The UK has lent Jamaica a $10 million climate loan intended to help Jamaica deal with climate change, however many civil society groups argue that the World bank and the UK government should be cancelling Jamaica’s debt, rather than contributing to it through these climate loans. It is widely acknowledged that rich industrialized countries are historically responsible for climate change and that poor developing countries should be given the same opportunities to industrialize without setting limits on their abilities to develop. Developed countries should take responsibility to address climate change, as they are in a better position to do so, allowing Jamaica to deal with its domestic problems.
Africa has also been the recipient of huge amounts of loans to cope with the impact of climate change. The money will be spent on schemes to install solar power plants and encouraging investment in low-carbon transport. These loans cause the debt problems in these countries to worsen. Loans should be focused on ensuring that these indebted countries can deal with these debt problems and help them to provide better social services to their citizens.

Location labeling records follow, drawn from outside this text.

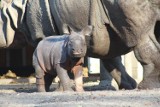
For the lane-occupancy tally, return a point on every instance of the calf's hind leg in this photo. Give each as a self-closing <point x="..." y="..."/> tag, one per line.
<point x="148" y="54"/>
<point x="64" y="78"/>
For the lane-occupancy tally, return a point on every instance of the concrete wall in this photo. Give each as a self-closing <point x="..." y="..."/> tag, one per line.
<point x="133" y="67"/>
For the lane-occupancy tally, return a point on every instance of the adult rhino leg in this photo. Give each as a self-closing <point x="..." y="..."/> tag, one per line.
<point x="148" y="54"/>
<point x="78" y="77"/>
<point x="40" y="83"/>
<point x="48" y="79"/>
<point x="118" y="72"/>
<point x="106" y="80"/>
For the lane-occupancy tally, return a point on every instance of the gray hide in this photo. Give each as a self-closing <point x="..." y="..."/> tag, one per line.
<point x="119" y="27"/>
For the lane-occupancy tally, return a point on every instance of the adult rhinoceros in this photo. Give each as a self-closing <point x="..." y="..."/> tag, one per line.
<point x="119" y="27"/>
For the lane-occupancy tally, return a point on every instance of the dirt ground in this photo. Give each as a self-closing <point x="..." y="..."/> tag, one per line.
<point x="21" y="92"/>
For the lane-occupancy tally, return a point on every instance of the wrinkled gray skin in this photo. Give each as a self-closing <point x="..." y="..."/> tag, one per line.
<point x="119" y="27"/>
<point x="56" y="55"/>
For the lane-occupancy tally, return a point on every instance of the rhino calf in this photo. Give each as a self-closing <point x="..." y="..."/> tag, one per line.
<point x="57" y="55"/>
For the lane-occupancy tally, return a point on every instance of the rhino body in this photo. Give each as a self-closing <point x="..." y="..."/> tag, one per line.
<point x="119" y="27"/>
<point x="55" y="55"/>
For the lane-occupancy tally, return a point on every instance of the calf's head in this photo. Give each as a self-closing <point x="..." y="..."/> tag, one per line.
<point x="77" y="46"/>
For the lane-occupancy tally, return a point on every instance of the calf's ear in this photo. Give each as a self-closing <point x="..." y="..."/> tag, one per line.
<point x="87" y="31"/>
<point x="67" y="29"/>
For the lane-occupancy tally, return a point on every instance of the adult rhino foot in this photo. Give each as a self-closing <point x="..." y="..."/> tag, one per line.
<point x="41" y="88"/>
<point x="149" y="83"/>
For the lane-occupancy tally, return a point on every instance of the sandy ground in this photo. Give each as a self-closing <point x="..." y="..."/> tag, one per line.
<point x="22" y="93"/>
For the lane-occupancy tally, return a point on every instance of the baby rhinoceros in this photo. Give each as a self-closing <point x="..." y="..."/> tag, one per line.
<point x="57" y="55"/>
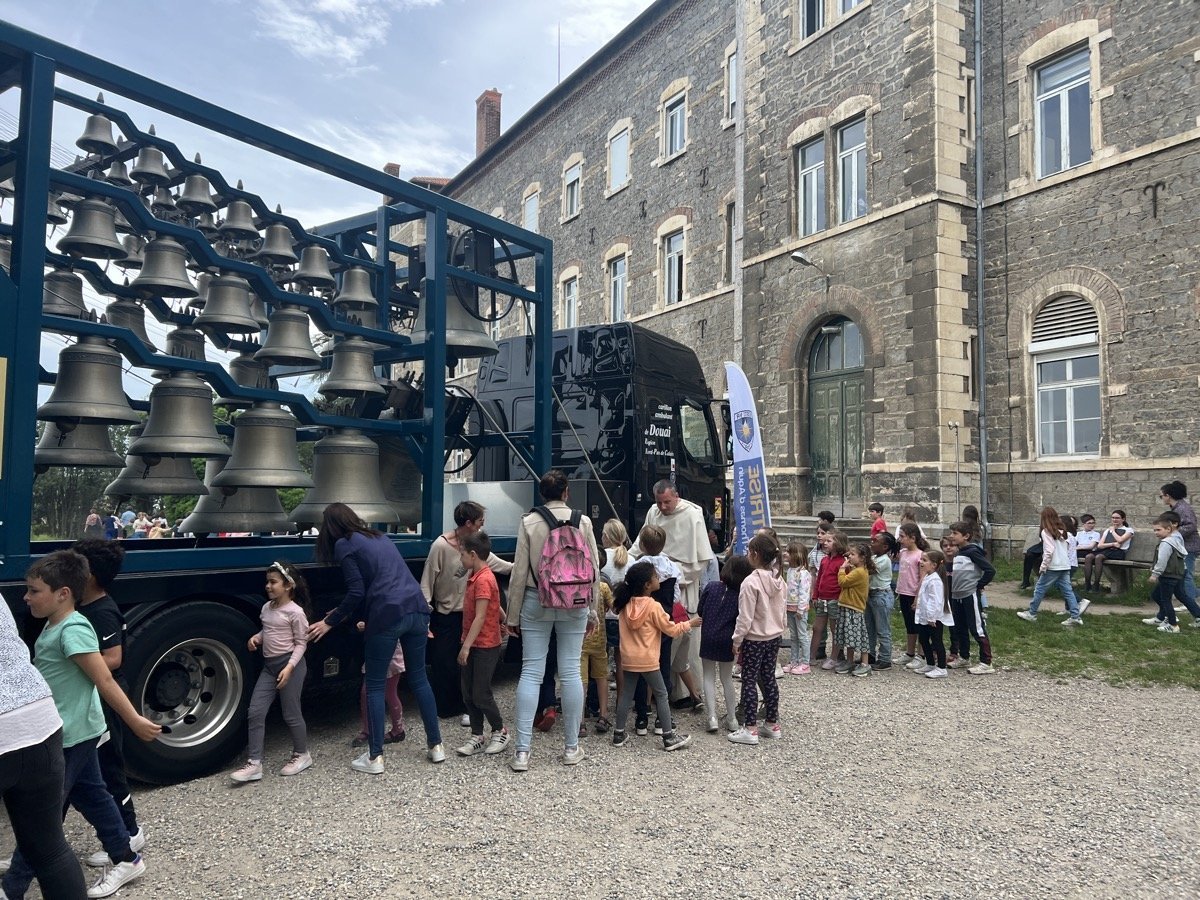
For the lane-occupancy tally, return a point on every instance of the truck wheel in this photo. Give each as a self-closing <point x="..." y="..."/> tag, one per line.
<point x="189" y="671"/>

Following the recent financial crisis, many of the most heavily indebted countries are already in a vulnerable economic position, and these loans for climate finance have the potential to push these countries further towards economic collapse. It has been discovered that only one sixth of the pledged funds from the World Bank will be delivered as grants and over one third of CIF funding is channeled to the private sector. It has been found that, all too often, public funds intended for climate and development purposes in the poorest countries are being used instead for subsidizing high and middle income countries’ private sectors. It is important that countries such as Jamaica are provided with means to address their excessive debt situation. By contributing to Jamaica’s already unsustainable debt burden, these loans have debilitated the Jamaican government’s ability to provide basic rights and services to its citizens.
The debt situation today in Jamaica continues to be alarming and continues to restrict economic growth by drawing heavily upon resources that could be put to more productive use. In order to improve the economic situation, policies aimed at sustainable growth, such as a greater investment in education, have to be implemented to increase human capital and the labor force’s productivity.